At the end of June, Office Depot announced that it would develop a B2B app based on Centriq’s award-winning home management app after making a minority investment in the California-based start-up.

 

Currently, Centriq is aimed largely at home-owners and real-estate agents; it is used manage a range of assets and devices such as electronic appliances, machines and household valuables. Features include the management of receipts, warranties, instructional videos and the ordering of replacement parts. Depot’s Chief Digital Officer Kevin Moffitt told OPI that the app currently has around 60,000 users and this number is “growing monthly”.

 

Quite how Depot will develop the app for B2B customers remains to be seen, but Moffitt said that he expected the B2B version to be ready by the end of the year. More details regarding the business model and how users will get the B2B app will be available at launch, he added.

 

“The B2B app will support Office Depot’s mission to help our customers […] by helping them make the most of their business investments in technology and professional equipment, and keeping them up-to-date with maintenance and service information,” he explained.

 

“We’re targeting a broad base of business customers, and we see applications for both large and small businesses,” he added.

 

Looking at how Centriq is used in the consumer space, it would appear to be better suited to smaller businesses that have fewer resources to devote to asset management and maintenance, although you can see how the app could be adapted into a wider platform for the ordering of supplies.
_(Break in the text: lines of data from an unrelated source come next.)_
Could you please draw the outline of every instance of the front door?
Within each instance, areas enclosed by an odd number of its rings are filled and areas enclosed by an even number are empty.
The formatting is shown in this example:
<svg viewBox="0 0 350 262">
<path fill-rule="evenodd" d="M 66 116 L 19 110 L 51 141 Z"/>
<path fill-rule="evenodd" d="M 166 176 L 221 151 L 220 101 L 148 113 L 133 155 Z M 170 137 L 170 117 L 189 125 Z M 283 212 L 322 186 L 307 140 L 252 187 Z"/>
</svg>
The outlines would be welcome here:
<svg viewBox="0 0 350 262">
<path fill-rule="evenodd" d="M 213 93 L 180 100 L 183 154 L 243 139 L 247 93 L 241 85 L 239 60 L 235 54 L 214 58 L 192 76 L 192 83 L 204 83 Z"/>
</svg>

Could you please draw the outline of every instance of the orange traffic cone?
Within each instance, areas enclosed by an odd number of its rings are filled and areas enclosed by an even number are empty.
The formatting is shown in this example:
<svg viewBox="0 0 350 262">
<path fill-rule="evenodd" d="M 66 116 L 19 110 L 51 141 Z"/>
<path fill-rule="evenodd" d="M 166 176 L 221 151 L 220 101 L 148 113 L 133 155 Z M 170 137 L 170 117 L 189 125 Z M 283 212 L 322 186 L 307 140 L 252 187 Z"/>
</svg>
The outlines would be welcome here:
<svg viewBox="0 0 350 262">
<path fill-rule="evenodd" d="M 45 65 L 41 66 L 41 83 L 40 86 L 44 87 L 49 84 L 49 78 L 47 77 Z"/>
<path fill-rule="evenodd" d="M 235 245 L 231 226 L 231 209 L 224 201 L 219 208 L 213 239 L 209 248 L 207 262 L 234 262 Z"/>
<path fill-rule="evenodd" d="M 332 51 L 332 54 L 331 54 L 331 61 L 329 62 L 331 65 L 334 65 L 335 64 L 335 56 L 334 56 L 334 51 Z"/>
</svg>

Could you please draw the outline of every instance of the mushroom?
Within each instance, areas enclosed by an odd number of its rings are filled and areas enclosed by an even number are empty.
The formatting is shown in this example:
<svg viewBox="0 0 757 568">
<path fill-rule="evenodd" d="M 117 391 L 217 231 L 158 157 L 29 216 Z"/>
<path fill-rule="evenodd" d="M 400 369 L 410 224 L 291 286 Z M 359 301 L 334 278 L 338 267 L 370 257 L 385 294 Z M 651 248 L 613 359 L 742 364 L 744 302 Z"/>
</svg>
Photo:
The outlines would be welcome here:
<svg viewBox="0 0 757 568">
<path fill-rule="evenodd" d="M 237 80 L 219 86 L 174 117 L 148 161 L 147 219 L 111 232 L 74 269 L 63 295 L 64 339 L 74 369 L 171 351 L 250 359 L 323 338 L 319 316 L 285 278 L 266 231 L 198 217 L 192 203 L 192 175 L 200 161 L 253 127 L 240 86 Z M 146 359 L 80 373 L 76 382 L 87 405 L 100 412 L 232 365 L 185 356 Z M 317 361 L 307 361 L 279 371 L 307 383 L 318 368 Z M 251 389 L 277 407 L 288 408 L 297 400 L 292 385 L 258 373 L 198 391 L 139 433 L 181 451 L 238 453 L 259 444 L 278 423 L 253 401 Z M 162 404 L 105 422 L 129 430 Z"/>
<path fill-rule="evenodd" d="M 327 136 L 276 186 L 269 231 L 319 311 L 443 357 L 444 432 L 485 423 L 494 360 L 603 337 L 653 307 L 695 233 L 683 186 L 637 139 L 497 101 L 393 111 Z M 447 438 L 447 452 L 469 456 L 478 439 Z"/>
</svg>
In fact, a Facebook post by Centriq in May indicated that replacement parts could be ordered directly through the app on Amazon; presumably, Office Depot would be able to tweak that feature so that supplies were ordered from its own website instead.

 

Moffitt said that Depot was not disclosing the financial terms of its investment in Centriq at this time, but the move is reminiscent of Staples’ backing last year in business services provider Managed by Q in that it is investing in digital-based office services and helping fund a tech start-up.

 

In Depot’s press release last month announcing the Centriq deal, CEO Gerry Smith called the arrangement “the first step in showing that we are moving toward a strategic transformation of our company outside of the traditional retail model”. Again, that sounds a bit like Staples and its move to a predominantly delivery-focused business, although Smith has also said that retail will be very much at the heart of the Office Depot customer experience.

 

It is also interesting that Smith still sees Depot as a traditional retailer of paper, ink and toner despite all the noises made around omnichannel and the ‘store of the future’ in the past few years. The Centriq investment is a move in the right direction for Depot, but it still appears to be very much in catch-up mode versus direct rival Staples and the likes of Amazon.